Boston will get another crack at it on Friday night against a Philadelphia squad that, like the Celtics, is also searching for its first win of the season.
 
Struggling to win games is something the Sixers have grown accustomed to in recent years.
 
But the Celtics have been on an upward trajectory every year under Stevens’ watch. And while it’s far too soon to panic over their start, players understand that change must come about soon if they are to get on the right track and have the kind of season they envision for themselves as a group.
 
“Brad’s right, we have a lot of plays to clean up and a lot of stuff to get better at, but that’s’ the beauty of it,” said Jaylen Brown. “We got a really good group and a lot of young guys – we’re going to move forward and take that challenge. We’re going to win some games; we’re going to win a lot of games here in Boston.”
 
But doing so won’t be easy, not with the Celtics still trying to find the best way to move forward following Gordon Hayward’s left ankle injury that may keep him out for the remainder of this season.
 
The Celtics have led in the fourth quarter of both losses before eventually failing to make the necessary plays down the stretch to ensure victory.
 
Some of that has to do with the unfamiliarity - not a surprise when you add 10 new players to the mix in one offseason.

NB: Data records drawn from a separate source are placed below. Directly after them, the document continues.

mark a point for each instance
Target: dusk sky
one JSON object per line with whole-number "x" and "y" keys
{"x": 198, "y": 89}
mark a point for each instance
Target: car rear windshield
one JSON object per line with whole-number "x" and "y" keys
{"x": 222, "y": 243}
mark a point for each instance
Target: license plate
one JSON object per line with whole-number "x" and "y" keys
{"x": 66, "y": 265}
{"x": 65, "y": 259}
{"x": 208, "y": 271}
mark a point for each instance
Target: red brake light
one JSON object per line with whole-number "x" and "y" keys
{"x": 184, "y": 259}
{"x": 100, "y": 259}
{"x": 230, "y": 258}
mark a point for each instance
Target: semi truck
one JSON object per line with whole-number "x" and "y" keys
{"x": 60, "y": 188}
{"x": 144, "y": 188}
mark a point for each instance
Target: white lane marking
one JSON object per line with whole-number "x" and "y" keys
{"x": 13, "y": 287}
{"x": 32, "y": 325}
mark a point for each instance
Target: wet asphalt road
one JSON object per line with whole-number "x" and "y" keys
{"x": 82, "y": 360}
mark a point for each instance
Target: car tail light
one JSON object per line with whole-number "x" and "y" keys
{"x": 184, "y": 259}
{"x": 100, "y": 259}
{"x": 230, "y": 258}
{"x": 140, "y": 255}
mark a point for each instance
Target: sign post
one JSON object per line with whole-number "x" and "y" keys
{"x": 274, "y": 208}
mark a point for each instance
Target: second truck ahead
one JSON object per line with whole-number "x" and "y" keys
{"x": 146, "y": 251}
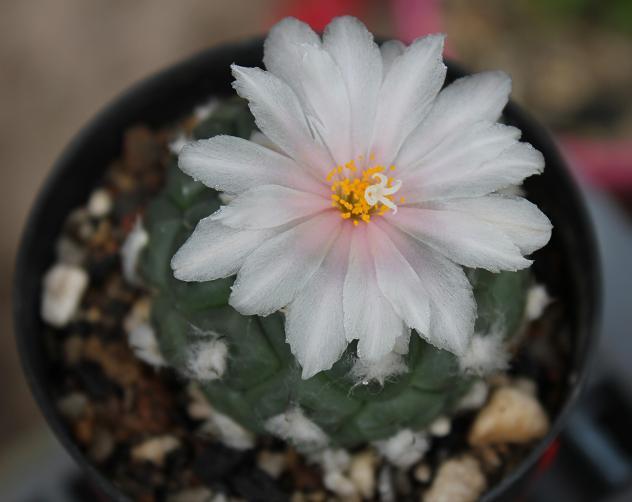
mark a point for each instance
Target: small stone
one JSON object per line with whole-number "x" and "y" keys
{"x": 440, "y": 427}
{"x": 404, "y": 449}
{"x": 475, "y": 397}
{"x": 458, "y": 480}
{"x": 422, "y": 473}
{"x": 229, "y": 432}
{"x": 73, "y": 349}
{"x": 69, "y": 252}
{"x": 73, "y": 406}
{"x": 100, "y": 203}
{"x": 155, "y": 450}
{"x": 332, "y": 460}
{"x": 510, "y": 416}
{"x": 138, "y": 314}
{"x": 526, "y": 385}
{"x": 64, "y": 286}
{"x": 272, "y": 463}
{"x": 489, "y": 457}
{"x": 385, "y": 486}
{"x": 216, "y": 462}
{"x": 198, "y": 494}
{"x": 340, "y": 485}
{"x": 362, "y": 473}
{"x": 403, "y": 484}
{"x": 102, "y": 445}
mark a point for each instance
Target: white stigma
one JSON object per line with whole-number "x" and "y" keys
{"x": 378, "y": 192}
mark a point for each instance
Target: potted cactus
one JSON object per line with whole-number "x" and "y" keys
{"x": 330, "y": 273}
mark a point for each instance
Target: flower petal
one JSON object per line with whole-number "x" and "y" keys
{"x": 352, "y": 47}
{"x": 368, "y": 315}
{"x": 398, "y": 281}
{"x": 452, "y": 305}
{"x": 526, "y": 226}
{"x": 390, "y": 50}
{"x": 279, "y": 115}
{"x": 326, "y": 104}
{"x": 234, "y": 165}
{"x": 407, "y": 94}
{"x": 510, "y": 168}
{"x": 268, "y": 206}
{"x": 272, "y": 275}
{"x": 214, "y": 251}
{"x": 460, "y": 152}
{"x": 461, "y": 237}
{"x": 283, "y": 52}
{"x": 471, "y": 99}
{"x": 314, "y": 322}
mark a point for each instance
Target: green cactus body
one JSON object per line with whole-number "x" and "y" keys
{"x": 262, "y": 378}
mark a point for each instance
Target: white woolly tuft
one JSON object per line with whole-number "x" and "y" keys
{"x": 485, "y": 354}
{"x": 475, "y": 397}
{"x": 142, "y": 340}
{"x": 207, "y": 360}
{"x": 537, "y": 300}
{"x": 295, "y": 427}
{"x": 134, "y": 243}
{"x": 404, "y": 449}
{"x": 389, "y": 366}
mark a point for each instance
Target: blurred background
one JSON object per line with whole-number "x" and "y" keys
{"x": 62, "y": 60}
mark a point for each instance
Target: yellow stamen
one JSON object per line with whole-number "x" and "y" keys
{"x": 361, "y": 195}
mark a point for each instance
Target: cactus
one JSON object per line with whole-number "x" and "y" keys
{"x": 260, "y": 378}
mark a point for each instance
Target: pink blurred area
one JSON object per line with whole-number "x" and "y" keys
{"x": 62, "y": 60}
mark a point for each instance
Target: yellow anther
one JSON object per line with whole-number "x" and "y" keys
{"x": 351, "y": 197}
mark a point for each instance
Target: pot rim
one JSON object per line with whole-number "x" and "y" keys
{"x": 128, "y": 99}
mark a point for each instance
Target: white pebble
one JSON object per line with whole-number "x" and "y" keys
{"x": 100, "y": 203}
{"x": 339, "y": 484}
{"x": 134, "y": 243}
{"x": 511, "y": 416}
{"x": 457, "y": 480}
{"x": 537, "y": 300}
{"x": 404, "y": 448}
{"x": 440, "y": 427}
{"x": 272, "y": 463}
{"x": 155, "y": 450}
{"x": 422, "y": 473}
{"x": 142, "y": 339}
{"x": 362, "y": 473}
{"x": 64, "y": 286}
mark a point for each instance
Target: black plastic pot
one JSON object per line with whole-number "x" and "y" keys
{"x": 172, "y": 94}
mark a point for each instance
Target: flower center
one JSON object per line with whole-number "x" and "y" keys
{"x": 361, "y": 195}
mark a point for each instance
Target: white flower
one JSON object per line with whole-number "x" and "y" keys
{"x": 317, "y": 229}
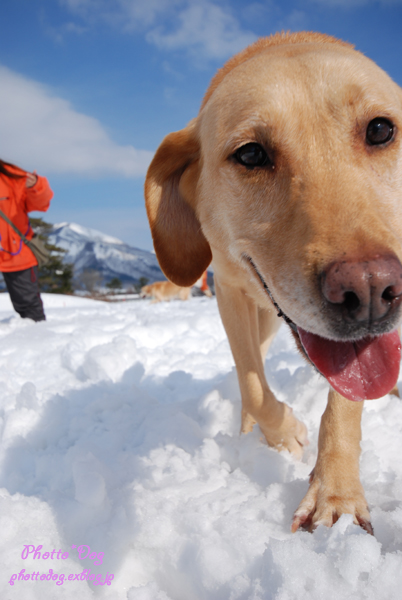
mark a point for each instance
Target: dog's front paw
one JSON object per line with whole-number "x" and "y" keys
{"x": 325, "y": 502}
{"x": 285, "y": 432}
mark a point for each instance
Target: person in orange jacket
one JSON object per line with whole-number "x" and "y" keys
{"x": 20, "y": 193}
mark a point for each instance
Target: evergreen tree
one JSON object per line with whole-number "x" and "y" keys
{"x": 55, "y": 277}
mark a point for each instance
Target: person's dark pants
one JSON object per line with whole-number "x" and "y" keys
{"x": 23, "y": 287}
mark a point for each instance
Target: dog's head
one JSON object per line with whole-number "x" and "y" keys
{"x": 291, "y": 177}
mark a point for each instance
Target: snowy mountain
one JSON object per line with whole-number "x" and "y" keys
{"x": 90, "y": 249}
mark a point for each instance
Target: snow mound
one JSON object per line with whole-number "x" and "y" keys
{"x": 120, "y": 447}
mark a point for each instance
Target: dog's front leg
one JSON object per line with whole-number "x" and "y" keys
{"x": 249, "y": 331}
{"x": 335, "y": 487}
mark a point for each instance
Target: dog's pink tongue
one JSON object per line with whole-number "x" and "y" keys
{"x": 362, "y": 370}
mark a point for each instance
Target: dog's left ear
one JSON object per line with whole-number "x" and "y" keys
{"x": 170, "y": 192}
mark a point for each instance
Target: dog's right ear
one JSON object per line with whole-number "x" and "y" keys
{"x": 170, "y": 195}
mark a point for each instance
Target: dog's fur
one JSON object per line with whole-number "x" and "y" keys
{"x": 162, "y": 291}
{"x": 307, "y": 98}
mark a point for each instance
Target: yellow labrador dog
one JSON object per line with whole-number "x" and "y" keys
{"x": 163, "y": 291}
{"x": 290, "y": 179}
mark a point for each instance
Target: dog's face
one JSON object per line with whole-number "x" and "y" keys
{"x": 292, "y": 176}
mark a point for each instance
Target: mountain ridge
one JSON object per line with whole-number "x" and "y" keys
{"x": 88, "y": 248}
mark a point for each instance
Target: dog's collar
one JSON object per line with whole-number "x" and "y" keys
{"x": 269, "y": 293}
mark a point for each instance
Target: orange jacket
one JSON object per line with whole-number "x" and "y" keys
{"x": 16, "y": 200}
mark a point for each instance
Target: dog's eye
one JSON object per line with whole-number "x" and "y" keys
{"x": 251, "y": 155}
{"x": 379, "y": 131}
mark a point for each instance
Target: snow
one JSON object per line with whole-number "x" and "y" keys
{"x": 119, "y": 446}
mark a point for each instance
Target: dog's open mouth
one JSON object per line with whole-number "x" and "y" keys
{"x": 359, "y": 370}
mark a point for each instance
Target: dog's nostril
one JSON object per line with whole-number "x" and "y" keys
{"x": 388, "y": 294}
{"x": 351, "y": 301}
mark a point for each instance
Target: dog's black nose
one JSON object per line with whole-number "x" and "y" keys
{"x": 364, "y": 290}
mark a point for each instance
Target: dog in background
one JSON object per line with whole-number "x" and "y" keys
{"x": 290, "y": 179}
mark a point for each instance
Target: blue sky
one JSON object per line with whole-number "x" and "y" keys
{"x": 88, "y": 88}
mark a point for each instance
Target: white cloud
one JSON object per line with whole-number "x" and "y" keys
{"x": 203, "y": 27}
{"x": 39, "y": 130}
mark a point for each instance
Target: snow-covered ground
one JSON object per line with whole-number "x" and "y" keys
{"x": 120, "y": 449}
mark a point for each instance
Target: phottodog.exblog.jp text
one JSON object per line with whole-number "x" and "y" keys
{"x": 84, "y": 552}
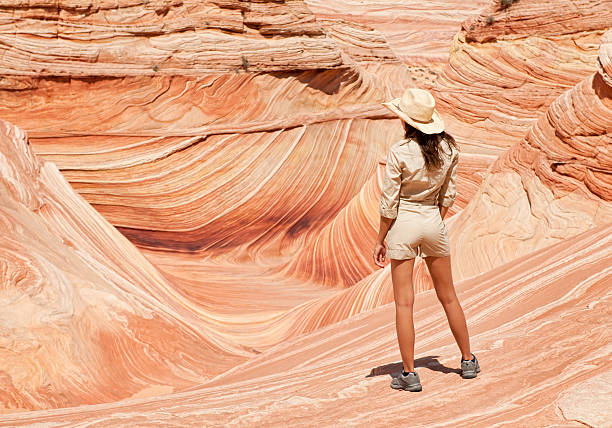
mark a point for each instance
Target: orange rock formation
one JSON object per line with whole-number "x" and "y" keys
{"x": 188, "y": 200}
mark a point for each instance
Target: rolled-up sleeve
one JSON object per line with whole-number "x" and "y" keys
{"x": 392, "y": 182}
{"x": 448, "y": 191}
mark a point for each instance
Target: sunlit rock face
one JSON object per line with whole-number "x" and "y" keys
{"x": 508, "y": 64}
{"x": 553, "y": 184}
{"x": 190, "y": 225}
{"x": 85, "y": 317}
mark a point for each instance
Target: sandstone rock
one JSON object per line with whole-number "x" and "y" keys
{"x": 553, "y": 184}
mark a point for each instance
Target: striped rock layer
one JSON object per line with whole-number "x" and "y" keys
{"x": 189, "y": 199}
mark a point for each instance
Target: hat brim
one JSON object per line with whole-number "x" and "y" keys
{"x": 434, "y": 126}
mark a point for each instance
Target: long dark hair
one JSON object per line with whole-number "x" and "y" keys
{"x": 430, "y": 144}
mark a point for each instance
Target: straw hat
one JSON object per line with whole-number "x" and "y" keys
{"x": 417, "y": 107}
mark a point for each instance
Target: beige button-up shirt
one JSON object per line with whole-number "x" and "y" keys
{"x": 407, "y": 178}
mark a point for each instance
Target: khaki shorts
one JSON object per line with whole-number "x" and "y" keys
{"x": 418, "y": 230}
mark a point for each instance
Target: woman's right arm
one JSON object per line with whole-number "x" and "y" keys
{"x": 448, "y": 191}
{"x": 443, "y": 211}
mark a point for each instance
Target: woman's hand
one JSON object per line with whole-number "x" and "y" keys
{"x": 380, "y": 253}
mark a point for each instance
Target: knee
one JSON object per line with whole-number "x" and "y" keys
{"x": 447, "y": 299}
{"x": 405, "y": 302}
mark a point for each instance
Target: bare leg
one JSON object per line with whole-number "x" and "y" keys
{"x": 440, "y": 271}
{"x": 403, "y": 292}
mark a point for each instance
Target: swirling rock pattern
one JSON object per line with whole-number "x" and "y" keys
{"x": 240, "y": 146}
{"x": 85, "y": 318}
{"x": 558, "y": 297}
{"x": 554, "y": 183}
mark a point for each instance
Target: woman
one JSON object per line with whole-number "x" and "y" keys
{"x": 418, "y": 189}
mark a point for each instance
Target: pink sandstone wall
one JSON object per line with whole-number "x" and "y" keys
{"x": 189, "y": 198}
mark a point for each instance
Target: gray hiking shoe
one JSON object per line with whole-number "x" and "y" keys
{"x": 469, "y": 368}
{"x": 410, "y": 382}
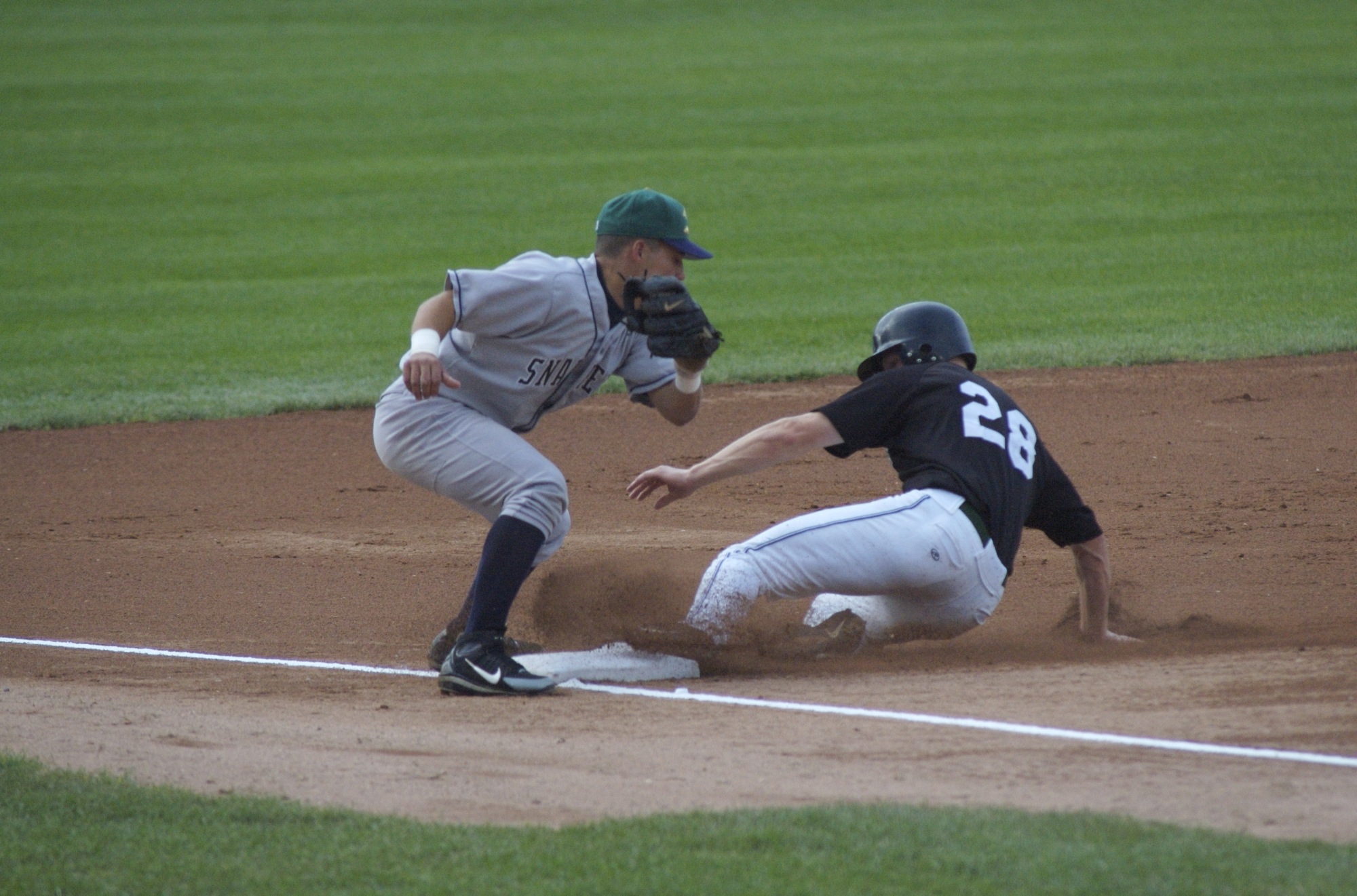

Another contributing factor is, because of injuries, there are players elevated to more prominent roles who were otherwise seen as simply depth additions at the end of the bench.
 
Whatever the reasons may be, the bottom line is clear: the Celtics have played two games where they were outplayed enough to lose. 
 
“I don’t want to make the excuse that we’re a young team, but we are,” said Kyrie Irving. “We have some experience here and we have to utilize that and continue to exude confidence in young guys and ourselves and understand the game comes in waves. There are going to be ups and downs. We have to be able to withstand other team’s runs as well as hit back and have that hit-first mentality in the first quarter, second quarter, third quarter and fourth quarter. Once we start understanding we have to put a complete game together, myself being at the head of the ball and being better with it and putting guys in the right spots, we’ll be fine.”